In Aralsk’s train station, a local kid becomes a local friend as we pass a phrasebook back and forth.  He seems as puzzled about why I’ve come to see the Aral Sea as I am about why he says he never wants to leave Aralsk.  One day soon, I am later told, the Aral Sea will come back to Aralsk harbor.  Then the fishing families will become rich again, providing fish to all of Asia like they did before the Sea retreated.  I never do see sheep in Aralsk, or many fish.  The kid must still be focusing on the first part of the dream, but I accept this prediction with more grains than even the supersalinated Aral Sea can provide.

Except for the sheep, in the end is this really any different than the American dream?

Later in Kazakhstan, a shittier situation. Probably the second-longest string of poo jokes I’ve ever made in my life.

Waiting outside of the Migration Police office in Almaty, when all of a sudden it hits me.  Well, not me, but the driver and the car that I was sitting in at the time.

I had neglected to register my foreign presence in Kazakhstan within the allotted time, and so my host’s girlfriend’s cousin’s friend’s aunt (who had just retired from the bureaucracy) offered to go with me to sort it all out.  Alyiah (Dan’s girlfriend) assured me that it would all work out and I would have no problem as I tried to leave the country.

As Alyiah and Aunt went into the Migration office the three of us sat waiting in the parking lot.  As cousin, friend, and I are listening to music in the car the parking spot next to us is vacant.  In slow motion (at least as I recall it) a car, a black sedan, pulls forward into the spot.

*POP*

In what I remember vividly as a beautiful arc, a brown stream flies out from under the car next door directly towards our parking space.  A coward in the face of so filthy an enemy, I duck behind the passenger door.  The driver (“Friend”), with his window down and door wide open, has nowhere to go.

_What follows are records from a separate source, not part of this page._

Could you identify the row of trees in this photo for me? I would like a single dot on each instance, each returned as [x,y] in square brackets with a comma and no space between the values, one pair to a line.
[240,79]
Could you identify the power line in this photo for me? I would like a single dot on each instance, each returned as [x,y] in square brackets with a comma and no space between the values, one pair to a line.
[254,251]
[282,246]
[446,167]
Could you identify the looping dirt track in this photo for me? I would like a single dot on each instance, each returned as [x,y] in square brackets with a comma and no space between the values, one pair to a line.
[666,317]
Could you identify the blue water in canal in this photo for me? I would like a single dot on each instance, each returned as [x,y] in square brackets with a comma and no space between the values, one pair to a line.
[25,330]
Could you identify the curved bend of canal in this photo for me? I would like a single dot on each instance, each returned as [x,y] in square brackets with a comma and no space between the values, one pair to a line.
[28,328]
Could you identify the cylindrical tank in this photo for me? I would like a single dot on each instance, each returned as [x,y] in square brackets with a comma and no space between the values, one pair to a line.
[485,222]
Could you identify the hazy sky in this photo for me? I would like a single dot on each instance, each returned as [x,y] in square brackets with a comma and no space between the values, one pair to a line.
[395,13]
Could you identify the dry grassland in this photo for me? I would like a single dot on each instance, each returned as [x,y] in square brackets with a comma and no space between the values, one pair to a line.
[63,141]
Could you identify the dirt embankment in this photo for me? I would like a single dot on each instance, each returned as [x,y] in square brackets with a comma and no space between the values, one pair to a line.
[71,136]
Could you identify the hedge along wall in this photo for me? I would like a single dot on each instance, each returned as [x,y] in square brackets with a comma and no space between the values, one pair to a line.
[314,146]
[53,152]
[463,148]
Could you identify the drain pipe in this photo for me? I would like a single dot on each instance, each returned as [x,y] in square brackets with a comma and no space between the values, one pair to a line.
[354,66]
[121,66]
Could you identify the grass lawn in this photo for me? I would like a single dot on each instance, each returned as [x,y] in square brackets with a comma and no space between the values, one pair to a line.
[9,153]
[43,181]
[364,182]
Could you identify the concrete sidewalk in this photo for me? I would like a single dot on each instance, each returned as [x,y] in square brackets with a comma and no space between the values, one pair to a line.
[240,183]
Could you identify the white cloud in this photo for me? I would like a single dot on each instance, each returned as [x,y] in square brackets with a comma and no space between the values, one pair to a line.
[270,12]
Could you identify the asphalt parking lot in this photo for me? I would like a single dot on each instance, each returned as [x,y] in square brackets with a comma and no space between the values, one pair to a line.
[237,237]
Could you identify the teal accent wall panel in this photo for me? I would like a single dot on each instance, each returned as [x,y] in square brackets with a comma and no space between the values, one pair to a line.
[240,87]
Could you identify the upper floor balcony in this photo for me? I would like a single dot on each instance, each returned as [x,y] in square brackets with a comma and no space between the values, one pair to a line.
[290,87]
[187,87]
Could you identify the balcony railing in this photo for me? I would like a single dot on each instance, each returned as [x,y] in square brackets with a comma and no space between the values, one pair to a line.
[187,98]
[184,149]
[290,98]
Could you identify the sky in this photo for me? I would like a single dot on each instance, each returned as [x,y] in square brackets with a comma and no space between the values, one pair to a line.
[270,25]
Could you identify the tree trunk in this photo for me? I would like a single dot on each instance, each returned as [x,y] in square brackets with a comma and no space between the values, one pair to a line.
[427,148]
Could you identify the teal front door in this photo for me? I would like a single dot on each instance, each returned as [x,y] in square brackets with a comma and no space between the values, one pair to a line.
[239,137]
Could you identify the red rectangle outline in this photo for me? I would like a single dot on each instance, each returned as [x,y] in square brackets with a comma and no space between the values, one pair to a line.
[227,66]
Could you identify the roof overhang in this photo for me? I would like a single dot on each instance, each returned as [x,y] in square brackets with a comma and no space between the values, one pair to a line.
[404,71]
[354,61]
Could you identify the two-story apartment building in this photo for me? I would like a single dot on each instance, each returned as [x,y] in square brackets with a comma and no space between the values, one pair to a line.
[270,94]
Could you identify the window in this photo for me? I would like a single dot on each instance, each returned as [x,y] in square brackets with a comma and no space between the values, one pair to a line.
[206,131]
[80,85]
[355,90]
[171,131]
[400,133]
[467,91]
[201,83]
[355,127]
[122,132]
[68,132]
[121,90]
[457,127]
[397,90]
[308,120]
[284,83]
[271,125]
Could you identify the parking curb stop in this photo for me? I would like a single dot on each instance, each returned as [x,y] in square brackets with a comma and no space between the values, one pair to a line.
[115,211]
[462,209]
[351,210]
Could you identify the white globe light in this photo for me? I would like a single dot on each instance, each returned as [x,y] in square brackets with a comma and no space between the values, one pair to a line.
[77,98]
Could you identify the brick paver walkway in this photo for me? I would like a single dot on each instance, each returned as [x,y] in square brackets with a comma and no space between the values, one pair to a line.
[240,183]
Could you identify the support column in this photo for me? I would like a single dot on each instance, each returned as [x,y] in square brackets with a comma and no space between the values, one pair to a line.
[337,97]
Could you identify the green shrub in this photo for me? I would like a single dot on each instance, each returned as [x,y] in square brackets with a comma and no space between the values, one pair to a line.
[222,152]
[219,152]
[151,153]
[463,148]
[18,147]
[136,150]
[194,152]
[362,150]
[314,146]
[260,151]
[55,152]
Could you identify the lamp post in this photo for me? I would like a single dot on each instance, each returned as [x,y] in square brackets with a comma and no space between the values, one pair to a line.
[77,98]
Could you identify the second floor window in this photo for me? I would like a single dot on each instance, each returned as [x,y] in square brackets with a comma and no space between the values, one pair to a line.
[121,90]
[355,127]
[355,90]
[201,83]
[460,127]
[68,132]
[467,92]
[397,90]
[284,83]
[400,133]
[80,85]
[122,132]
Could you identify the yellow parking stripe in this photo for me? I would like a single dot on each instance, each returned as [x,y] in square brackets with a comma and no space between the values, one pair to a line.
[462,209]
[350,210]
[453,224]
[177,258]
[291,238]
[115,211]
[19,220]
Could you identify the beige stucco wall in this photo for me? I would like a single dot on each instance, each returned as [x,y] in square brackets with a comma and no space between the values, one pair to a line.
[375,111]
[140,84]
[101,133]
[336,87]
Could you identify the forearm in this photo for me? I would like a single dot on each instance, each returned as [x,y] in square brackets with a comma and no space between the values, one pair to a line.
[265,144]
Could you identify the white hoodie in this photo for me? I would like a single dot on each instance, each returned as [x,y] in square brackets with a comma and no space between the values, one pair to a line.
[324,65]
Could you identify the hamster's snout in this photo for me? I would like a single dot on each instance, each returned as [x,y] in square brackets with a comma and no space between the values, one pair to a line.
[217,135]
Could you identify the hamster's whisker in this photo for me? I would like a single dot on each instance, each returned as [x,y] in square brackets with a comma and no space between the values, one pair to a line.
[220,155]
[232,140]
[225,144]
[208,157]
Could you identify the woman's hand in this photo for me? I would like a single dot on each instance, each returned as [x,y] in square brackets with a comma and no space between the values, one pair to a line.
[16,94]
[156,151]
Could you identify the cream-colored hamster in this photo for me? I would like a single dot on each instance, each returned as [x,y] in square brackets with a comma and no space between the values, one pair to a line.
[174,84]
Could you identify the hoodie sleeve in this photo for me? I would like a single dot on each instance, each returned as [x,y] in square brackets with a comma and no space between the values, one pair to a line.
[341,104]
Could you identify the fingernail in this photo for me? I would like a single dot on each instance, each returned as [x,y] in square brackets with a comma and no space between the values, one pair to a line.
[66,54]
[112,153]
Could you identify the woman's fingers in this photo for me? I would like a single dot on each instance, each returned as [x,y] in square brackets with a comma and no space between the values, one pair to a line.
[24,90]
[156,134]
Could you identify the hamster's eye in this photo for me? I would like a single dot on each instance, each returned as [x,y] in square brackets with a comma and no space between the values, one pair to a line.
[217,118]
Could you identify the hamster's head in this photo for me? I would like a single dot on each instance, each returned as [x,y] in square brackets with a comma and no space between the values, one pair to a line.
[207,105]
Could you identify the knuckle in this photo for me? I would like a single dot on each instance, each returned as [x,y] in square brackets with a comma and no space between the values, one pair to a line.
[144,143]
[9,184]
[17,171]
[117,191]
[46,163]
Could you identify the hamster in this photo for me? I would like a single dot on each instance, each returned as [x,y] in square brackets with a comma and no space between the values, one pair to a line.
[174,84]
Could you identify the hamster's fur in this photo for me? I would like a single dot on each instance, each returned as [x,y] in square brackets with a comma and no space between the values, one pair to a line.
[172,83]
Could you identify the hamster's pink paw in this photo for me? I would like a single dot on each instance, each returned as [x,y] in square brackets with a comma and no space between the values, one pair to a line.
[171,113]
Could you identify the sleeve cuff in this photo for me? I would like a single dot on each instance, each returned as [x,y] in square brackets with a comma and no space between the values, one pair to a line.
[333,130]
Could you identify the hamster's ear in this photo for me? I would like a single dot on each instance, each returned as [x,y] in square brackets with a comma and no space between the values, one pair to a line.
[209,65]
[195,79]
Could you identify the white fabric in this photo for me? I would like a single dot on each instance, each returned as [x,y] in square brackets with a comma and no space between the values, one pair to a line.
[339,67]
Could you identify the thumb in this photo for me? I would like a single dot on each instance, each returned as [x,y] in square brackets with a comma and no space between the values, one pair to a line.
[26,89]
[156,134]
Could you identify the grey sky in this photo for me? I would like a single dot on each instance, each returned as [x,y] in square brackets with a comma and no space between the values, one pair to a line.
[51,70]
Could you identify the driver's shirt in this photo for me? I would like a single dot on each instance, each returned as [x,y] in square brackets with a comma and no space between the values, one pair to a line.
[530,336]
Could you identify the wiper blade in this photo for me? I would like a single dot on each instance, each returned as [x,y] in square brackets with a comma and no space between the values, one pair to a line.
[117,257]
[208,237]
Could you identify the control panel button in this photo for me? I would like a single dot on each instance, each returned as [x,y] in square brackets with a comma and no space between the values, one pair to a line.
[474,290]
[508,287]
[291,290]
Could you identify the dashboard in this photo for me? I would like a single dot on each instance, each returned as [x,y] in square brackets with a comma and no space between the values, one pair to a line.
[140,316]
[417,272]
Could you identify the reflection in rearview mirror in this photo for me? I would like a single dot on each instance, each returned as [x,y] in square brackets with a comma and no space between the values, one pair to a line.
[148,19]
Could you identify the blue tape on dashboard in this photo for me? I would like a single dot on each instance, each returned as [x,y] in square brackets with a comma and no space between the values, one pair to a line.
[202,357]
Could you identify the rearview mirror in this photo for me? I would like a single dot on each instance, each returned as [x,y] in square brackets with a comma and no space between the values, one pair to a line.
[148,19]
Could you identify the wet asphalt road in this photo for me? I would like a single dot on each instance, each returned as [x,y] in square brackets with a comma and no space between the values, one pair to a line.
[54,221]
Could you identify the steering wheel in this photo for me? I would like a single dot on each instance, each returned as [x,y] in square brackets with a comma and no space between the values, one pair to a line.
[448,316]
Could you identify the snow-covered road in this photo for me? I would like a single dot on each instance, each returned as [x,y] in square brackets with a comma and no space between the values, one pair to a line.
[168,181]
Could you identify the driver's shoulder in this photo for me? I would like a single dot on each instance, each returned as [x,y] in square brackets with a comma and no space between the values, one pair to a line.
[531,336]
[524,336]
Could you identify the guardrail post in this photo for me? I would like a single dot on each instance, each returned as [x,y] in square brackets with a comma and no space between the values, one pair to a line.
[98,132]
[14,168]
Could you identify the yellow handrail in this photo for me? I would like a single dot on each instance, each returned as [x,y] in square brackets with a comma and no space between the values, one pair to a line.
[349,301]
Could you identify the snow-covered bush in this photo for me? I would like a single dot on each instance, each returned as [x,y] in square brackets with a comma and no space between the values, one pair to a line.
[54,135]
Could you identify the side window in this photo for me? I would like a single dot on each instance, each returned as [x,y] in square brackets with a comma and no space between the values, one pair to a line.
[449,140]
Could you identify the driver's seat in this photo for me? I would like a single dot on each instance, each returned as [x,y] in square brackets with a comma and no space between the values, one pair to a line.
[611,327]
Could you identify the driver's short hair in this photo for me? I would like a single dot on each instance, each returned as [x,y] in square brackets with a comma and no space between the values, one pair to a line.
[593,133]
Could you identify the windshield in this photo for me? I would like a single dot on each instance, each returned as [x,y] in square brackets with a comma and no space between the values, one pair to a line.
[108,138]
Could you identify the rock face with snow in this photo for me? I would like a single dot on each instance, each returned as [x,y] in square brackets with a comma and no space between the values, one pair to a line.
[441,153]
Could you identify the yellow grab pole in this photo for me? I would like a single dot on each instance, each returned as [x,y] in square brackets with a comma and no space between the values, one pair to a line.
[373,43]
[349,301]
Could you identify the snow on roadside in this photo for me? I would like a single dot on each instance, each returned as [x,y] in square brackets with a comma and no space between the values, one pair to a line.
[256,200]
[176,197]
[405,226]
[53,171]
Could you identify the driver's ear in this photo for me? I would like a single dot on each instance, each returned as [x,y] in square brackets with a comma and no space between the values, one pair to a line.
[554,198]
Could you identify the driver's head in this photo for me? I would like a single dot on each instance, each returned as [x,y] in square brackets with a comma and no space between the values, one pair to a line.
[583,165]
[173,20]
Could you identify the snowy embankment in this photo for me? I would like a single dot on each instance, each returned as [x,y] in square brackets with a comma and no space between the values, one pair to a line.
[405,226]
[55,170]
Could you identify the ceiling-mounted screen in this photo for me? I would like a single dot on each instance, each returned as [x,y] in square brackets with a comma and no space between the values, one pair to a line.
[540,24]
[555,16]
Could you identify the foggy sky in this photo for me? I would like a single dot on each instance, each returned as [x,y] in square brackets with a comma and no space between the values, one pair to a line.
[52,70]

Taking stock of the brown spots mottling the car, the door, his sweater, his hand.  Cousin’s friend looks at his hand.  Raises it to nose level.  Sniffs.  Eyes widen, nostrils flare, gagging.  I don’t remember it now, but I’m positive that at that moment I learned the Kazakh words for “Oh, shit.”

Finally the smell really strikes in force, and there is no mistaking it.  The three of us flee the car, laughing in a kind of shell-shocked disbelief.  The driver of the black sedan steps out, looks on in amazement, and hands us a pocket-sized package of tissues.  Then walks away.

I don’t speak any Russian at this point, much less Kazakh.  These guys speak a bit of English, but who learns the vocabulary for this scenario?  We laugh.  Wipe some of it off with pocket-sized Kleenex, and grimace.  Look at each other, and at his sweater, and can’t help but to go back to laughing.

Having cleaned as much as possible, we move the car.  The sweater is now in the trunk, but I think it is probably a lost cause.  As Alyiah and Aunt come out of the office, Cousin and Friend get out the story while I am still laughing.  All laugh, at what could easily be the close of some strange new sitcom.

Later I text Dan, and tell him the story and that I want to do something nice for Alyiah’s family to thank them for their help.

“Don’t understand about the poo.  Rank.  Will sort something out as a gift, but this happens all the time.”

I’m relieved to learn that he was referring to the helping hand for friends and family.  I was worried he was talking about the poo.